En corrélation avec le vieillissement de la population, le nombre de personnes atteintes de démence est aussi en progression constante en Suisse. Dès les premiers stades, une démence peut s’accompagner de la perte de la capacité de discernement. Très peu de malades disposant de directives anticipées, ce sont bien souvent les proches qui sont sollicités, alors contraints de prendre d’importantes décisions lorsque la personne dont ils s’occupent n’en est plus capable. Cette situation peut constituer une source de stress chez l’entourage, qui craint de prendre une décision ne reflétant pas la volonté de l’être cher.


Le concept de « planification anticipée des soins par un représentant thérapeutique », ou en anglais Advance Care Planning by Proxy, pourrait pallier ce problème. Ce concept vise à favoriser l’autodétermination des personnes atteintes de démence afin qu’elles reçoivent les soins et l’accompagnement qu’elles désirent. Les proches sont quant à eux soulagés, puisqu’ils répondent aux besoins de leur être cher avec l’aide de professionnels qui les accompagnent dans leur prise de décisions.


Des recherches systématiques quant à une telle intervention ont jusqu’ici fait défaut. Cette lacune a poussé le professeur Ralf J. Jox et son équipe de recherche de la Chaire de soins palliatifs gériatriques du CHUV à étudier et développer une intervention destinée à épauler les personnes disposant du pouvoir de représentation dans leur prise de décisions et à les accompagner dans cette tâche.


Les chercheurs mènent actuellement une étude pilote au sein de deux EMS du canton de Vaud afin d’étudier pour la première fois l’adéquation de leur intervention dans la pratique. Au total, vingt à trente proches de résidents en EMS atteints de démence et ayant perdu leur capacité de discernement participent à l’étude. Dans le cadre de ce projet, les proches, des professionnels de la santé spécialement formés ainsi que les médecins traitants travaillent ensemble à formuler la volonté présumée de la personne atteinte de démence. Lors de plusieurs entretiens dirigés, les valeurs de la personne malade sont identifiées à l’aide d’un travail biographique, avant d’être appliquées à des scénarios plausibles liés à la prise de décisions en matière de traitement et de soins. Lorsque c’est possible, les personnes atteintes de démence prennent également part aux entretiens. Ces derniers sont documentés et conservés afin que toutes les parties prenantes (proches, équipe soignante, médecins, personnes concernées) puissent y accéder et qu’ils servent de référence lors de décisions futures. 
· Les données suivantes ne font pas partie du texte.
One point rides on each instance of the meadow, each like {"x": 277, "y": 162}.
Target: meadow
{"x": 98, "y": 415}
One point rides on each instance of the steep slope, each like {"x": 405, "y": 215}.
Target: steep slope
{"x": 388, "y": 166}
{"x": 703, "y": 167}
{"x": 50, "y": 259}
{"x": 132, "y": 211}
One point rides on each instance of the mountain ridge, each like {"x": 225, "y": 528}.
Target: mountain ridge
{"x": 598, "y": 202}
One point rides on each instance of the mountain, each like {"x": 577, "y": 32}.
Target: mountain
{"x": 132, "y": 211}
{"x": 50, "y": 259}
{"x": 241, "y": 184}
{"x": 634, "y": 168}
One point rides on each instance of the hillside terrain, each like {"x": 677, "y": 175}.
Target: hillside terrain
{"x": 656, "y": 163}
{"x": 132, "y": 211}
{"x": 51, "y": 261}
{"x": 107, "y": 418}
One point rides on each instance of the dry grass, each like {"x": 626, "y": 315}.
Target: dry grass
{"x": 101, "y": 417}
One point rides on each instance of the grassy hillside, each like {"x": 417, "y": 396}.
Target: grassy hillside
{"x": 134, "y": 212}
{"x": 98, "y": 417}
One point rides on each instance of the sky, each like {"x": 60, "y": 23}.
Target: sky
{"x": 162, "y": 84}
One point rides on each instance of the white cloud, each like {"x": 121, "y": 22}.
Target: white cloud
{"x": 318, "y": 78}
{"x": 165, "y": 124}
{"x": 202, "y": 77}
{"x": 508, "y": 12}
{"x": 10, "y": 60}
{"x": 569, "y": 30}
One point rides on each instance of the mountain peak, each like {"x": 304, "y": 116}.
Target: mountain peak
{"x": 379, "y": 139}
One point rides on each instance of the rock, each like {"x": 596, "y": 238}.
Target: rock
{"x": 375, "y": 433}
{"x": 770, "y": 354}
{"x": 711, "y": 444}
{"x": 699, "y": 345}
L’étude, soutenue par Alzheimer Suisse, a pour but d’examiner l’acceptation et la faisabilité de cette nouvelle intervention ainsi que son impact sur les dilemmes des proches dans la prise de décisions. Les premiers résultats du projet de recherche paraîtront cette année. Ils constitueront la base d’une étude sur plusieurs années visant à étudier l’efficacité d’un projet de soins anticipé.